Drama/Crime
1hr. 55 min. Rated: R
The
fact that this movie won seven Oscars (including Best Picture), along with
other Golden Globes, BAFTA and SAG awards, scares me a bit. If this movie
represents good movie making, then I am fearful of what the future of movies
will look like for us.
In
the interest of being as positive as possible, let me offer up the best three
things about this movie: 1. It ended. 2. Woody Harrelson’s portrayal of Chief
Willoughby was honest, and he was into his character. 3. The same can be said
for Francis McDormand’s portrayal of Mildred Hayes.
I
found Sam Rockwell’s performance of Officer Dixon to be a resurrection of his
character Wild Bill in “The Green Mile”. I guess if that’s what they wanted
from him, he too delivered. And since we don’t like the person he was
portraying (really, who could?) he did his job well. Maybe we can feel sorry
for this guy, but he hasn’t earned the right to be liked yet.
I
do want to be clear that any negative comments here about this movie, in no way
diminish the respect I have for the pain suffered by the real family that this
story is based on. I can only imagine their anger, frustration and pain; and in
my book the real family can put up all the billboards they want to in order to
work through their agony.
This
movie is dark. Not the kind of dark you can recognize right up front and choose
as a dark movie; it sort of oozes in like black silt.
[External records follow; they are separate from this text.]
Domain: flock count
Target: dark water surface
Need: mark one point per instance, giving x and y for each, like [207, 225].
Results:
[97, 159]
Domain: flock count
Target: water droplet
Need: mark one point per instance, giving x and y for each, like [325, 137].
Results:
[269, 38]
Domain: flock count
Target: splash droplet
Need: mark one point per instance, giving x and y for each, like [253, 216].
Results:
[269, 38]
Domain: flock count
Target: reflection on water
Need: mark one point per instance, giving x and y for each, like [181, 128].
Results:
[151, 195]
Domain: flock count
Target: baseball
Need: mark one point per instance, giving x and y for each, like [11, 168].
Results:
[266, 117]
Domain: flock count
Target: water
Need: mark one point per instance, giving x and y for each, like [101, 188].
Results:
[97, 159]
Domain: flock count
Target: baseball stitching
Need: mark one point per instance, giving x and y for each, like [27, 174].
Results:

It slowly encroaches and settles
over you like heavy smog.
You
are unaware and then suddenly you find yourself unable to breathe…slouching in
your seat…waiting desperately for something good to happen…anything at all, so
you can breathe again.
Somebody please say or do something that remotely
resembles a happy word or thought - please! But no; there is not one person
that we meet in this whole town that is not filled with despair, discouragement
and/or various other types of emotional baggage, so debilitating that none of
them seems able to function.
This
town is full of them. (This one easily could have been named “Walking Dead -
The Movie”.) Not one person has an ounce of hope at any level. There is only a
glimmer of gray in the last two minutes of the movie. I can’t even say there’s
a glimmer of light in this last scene, because there isn’t a drop of light to
be seen in this picture anywhere. Gray is the best I can offer and only at the
end, and only for a couple minutes.
The
rest of this movie experience is dripping with hopelessness and I don’t get
why. I don’t know what this widespread desperation adds to the story-telling of
what the real family had to endure. I realize some call this black tone
entertaining; I personally do not.
The
movie is unrealistic is so many ways. Seriously, in the modern world where
would folks get away with so many, consistent and violent acts when everyone
knows who did them? Police stations being torched, holes drilled into the local
dentist’s thumb, a police officer tossing a man out a window in broad daylight
(right on main street for all to see), and let’s not forget the racial
verbalizations that are a constant throughout the movie; covering, among other
things, people of color and dwarfs.
Typically
I’m very tuned in to the music in movies. Usually the music has the power to
transport or be so powerful it almost seems like another character in the movie.
However, I was not even aware there was music in this movie. I was so sucked
into the mire of this town’s depressive fog, which permeated the very air; I
never heard a note! I was too busy trying to breathe a normal breath to hear any
music. I just wanted this thing to end. They truly could have done a much nicer
job at paying respects to the family that has to live through their loss.